New discoveries in ALS research, such as the ones discussed here, illustrate the complexity of the disease. We now know that there are active cell-autonomous and non-cell-autonomous mechanisms that cause motor neuron damage and death. Accordingly, successful treatment will likely require attention to multiple pathways and cell types. Though the new studies indicate a significant contribution from astrocytes, it is unlikely that sole targeting of astrocytes in vivo will suffice. Thus the therapeutic use of stem cells will be difficult, because the concerted action of several cell types appears to bring about the disease, raising the question of which cell type the stem cells should replace.
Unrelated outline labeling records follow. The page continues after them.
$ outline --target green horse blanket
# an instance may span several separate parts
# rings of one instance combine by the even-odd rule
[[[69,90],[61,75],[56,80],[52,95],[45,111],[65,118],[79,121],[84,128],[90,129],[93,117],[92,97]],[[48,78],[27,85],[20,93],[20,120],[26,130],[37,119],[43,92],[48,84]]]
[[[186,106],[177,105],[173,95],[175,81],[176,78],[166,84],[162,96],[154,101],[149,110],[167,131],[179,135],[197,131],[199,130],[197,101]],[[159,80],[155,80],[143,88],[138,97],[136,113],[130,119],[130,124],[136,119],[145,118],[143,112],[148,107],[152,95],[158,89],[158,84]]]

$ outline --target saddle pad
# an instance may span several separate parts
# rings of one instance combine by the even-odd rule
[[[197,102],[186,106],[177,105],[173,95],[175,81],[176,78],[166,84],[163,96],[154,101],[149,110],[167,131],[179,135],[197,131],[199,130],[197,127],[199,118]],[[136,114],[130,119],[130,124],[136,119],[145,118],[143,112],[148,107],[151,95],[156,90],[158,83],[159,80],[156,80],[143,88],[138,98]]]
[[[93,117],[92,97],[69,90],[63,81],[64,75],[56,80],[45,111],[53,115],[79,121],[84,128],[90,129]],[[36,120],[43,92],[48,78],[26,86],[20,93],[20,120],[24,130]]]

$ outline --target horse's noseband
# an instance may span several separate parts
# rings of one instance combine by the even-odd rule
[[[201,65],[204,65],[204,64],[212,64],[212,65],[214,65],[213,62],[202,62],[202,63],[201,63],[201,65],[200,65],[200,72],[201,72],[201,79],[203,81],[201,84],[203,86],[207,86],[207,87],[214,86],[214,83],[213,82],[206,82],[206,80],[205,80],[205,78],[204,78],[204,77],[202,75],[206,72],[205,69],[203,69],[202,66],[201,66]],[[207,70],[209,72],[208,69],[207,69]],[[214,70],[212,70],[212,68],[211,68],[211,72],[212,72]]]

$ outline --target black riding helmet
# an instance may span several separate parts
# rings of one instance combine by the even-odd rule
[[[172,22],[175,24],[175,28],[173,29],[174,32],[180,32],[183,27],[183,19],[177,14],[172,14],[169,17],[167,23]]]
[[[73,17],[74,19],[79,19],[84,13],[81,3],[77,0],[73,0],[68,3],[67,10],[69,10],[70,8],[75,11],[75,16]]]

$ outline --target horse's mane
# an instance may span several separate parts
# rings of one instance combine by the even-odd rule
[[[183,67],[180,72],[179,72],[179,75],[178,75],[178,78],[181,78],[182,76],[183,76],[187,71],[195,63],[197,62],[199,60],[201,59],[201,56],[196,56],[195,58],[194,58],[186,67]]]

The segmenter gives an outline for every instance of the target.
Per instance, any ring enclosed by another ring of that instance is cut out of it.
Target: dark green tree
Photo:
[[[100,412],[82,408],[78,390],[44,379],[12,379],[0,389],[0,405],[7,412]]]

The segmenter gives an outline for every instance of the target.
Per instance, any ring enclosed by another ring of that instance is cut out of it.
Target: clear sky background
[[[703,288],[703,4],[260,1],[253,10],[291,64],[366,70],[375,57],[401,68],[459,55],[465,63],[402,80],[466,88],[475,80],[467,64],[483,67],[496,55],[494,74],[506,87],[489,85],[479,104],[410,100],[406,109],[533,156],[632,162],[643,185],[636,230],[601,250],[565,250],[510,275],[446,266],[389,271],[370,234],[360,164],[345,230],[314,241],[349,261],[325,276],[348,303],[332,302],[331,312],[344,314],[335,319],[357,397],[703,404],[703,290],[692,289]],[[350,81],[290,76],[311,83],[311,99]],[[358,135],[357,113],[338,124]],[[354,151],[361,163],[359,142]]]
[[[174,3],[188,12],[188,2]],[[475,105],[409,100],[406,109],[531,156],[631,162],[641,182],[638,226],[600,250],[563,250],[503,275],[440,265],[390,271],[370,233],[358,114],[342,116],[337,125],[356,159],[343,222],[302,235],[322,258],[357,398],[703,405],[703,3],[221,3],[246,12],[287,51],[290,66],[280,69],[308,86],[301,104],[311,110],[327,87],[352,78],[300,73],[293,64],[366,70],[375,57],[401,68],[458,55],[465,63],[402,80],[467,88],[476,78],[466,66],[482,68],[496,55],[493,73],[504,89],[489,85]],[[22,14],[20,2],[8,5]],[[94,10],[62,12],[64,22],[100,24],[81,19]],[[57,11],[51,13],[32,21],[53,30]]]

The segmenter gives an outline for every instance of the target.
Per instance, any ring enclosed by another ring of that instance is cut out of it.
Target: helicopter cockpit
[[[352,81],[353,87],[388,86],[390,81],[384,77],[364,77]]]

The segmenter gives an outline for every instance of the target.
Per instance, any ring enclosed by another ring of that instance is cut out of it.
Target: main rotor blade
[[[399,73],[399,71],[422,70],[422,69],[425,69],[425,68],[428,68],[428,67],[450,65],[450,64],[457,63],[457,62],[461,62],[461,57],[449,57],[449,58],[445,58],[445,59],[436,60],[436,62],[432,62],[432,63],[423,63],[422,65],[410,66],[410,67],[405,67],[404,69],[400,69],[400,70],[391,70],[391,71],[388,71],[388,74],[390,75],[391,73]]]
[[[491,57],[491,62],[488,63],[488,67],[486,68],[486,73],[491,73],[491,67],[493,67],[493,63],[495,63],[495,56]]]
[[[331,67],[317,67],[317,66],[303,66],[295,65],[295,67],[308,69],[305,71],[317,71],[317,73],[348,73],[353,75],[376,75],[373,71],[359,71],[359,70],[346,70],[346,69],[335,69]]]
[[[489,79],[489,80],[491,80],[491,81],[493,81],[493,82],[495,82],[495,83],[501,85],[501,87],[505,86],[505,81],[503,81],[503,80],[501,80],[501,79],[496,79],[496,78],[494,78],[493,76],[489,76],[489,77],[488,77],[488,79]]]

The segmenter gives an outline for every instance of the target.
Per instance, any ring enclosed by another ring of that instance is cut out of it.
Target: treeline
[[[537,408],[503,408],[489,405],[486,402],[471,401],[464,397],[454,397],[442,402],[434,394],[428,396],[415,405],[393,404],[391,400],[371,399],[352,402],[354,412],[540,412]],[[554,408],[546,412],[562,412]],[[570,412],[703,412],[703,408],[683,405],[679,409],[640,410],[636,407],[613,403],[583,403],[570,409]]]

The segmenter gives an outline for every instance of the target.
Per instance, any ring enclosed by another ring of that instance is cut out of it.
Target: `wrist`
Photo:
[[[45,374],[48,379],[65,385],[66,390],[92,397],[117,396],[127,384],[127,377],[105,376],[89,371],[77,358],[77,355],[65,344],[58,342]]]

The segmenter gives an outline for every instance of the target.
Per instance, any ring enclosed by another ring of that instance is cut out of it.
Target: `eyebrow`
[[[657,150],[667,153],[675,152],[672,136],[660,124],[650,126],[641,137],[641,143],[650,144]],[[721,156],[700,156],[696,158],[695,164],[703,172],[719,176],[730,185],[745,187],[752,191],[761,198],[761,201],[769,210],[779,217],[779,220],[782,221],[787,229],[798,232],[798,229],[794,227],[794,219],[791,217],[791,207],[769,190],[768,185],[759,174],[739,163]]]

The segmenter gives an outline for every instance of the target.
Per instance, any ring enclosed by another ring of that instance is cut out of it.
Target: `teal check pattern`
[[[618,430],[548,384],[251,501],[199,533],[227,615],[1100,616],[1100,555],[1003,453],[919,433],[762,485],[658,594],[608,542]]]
In addition, the mechanism of astrocyte toxicity is far from clear and, while NO and NGF appear to be a strong candidates for involvement, we have not confirmed their participation, nor have we excluded several other potential toxins. Identifying the toxic agent(s) released by astrocytes and microglia would, however, provide a much needed diagnostic tool. In essence, the new findings give us a new avenue for exploration and a renewed understanding that we must continue to focus on the intricate network instead of isolated components in our search for an ALS cure. Finally, lessons learned here may prove to be applicable to other neurodegenerative diseases.